I just texted my friend writing ''Bugün çok güneşli,  Türkiye gibi'' and I felt tempted to write ''burası çok güneşli'' but then I remembered that my friends once said to me that 'burası' is used for when you are inside a house, meanıng that precise apartment.

Is this a fıxed rule?


----------



## Revontuli

Hello cyaxares,

There's nothing wrong with "Burası çok güneşli". You mean "Turkey" by "burası":

*It's very sunny here today.*

It's not a fixed word that's only used for being inside a building.


----------



## Volcano

cyaxares_died said:


> Can someone explain when to use burası and when burada?
> I just texted my friend writing ''Bugün çok güneşli,  Türkiye gibi'' and I felt tempted to write ''burası çok güneşli'' but then I remembered that my friends once said to me that 'burası' is used for when you are inside a house, meanıng that precise apartment.
> 
> Is this a fıxed rule?


*
I would write: 'Bugün burası Türkiye gibi çok güneşli' - 'It is very sunny here today like Turkey'

Burası - Here, this place: You can use it for a place of you are inside or outside, open land/space/yard/area, region/country etc.*


----------



## piozaf

also I have a question about burası and buranın
*Burası herkes için oturma yeri değildir.*
here anyone for no live .......?
*Buranın evleri sizinkilere benzmiyor mu?*
from here....the house ...?

thanks


----------



## Volcano

piozaf said:


> also I have a question about burası and buranın
> *Burası herkes için oturma yeri değildir.*
> here anyone for no live .......?
> *Buranın evleri sizinkilere benzmiyor mu?*
> from here....the house ...?
> 
> thanks



*This place is not a seating for everybody (to sit)

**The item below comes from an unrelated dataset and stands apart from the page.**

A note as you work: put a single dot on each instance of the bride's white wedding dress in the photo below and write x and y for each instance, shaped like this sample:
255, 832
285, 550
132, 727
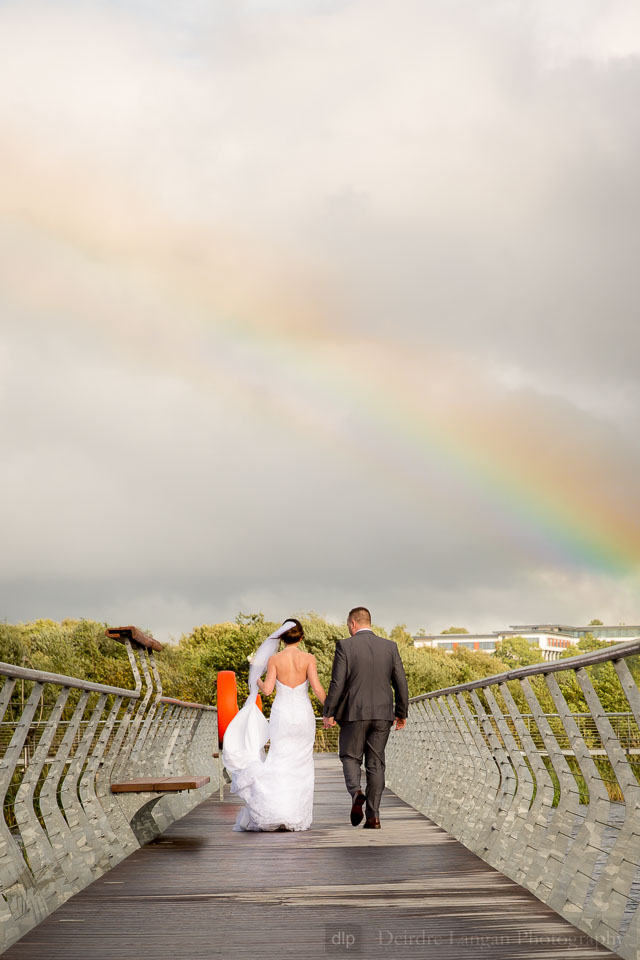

Don't this place's houses look like yours?*


----------



## Revontuli

1) *Burası* herkes için oturma yeri değildir= *Here* is not a neighbourhood for everyone(the word "oturma yeri" can have different meanings, depending on the context. I use it as neighbourhood.)

In this sentence, "burası" is the subject of the verb.

2) Aren't *the houses of this place/neighbourhood* like yours?(or Volcano's suggestion, depending on the context again)= Buranın evleri sizinkilere benzemiyor mu?

   "buranın" is the genitive form.


----------



## Volcano

*I got it as bank or somewhere else like that in the first sentence.Depends on the text*


----------



## piozaf

yalnızca alıştırma cümleler veya cümlelerin bir kitabı türkçeyi için öğrenmek


----------



## tristero

"Burası" is "here" meaning "this place" when used as a noun, such as in the example "Burası oyun yeri değil."  (This is not a playground.)

"Burada" is "here" meaning "in this place", used as an adverb:  "Burada içilmez"  ("There's no smoking allowed here.")

The difference is grammatical, rather than one of meaning in terms of the type of place referred to.


----------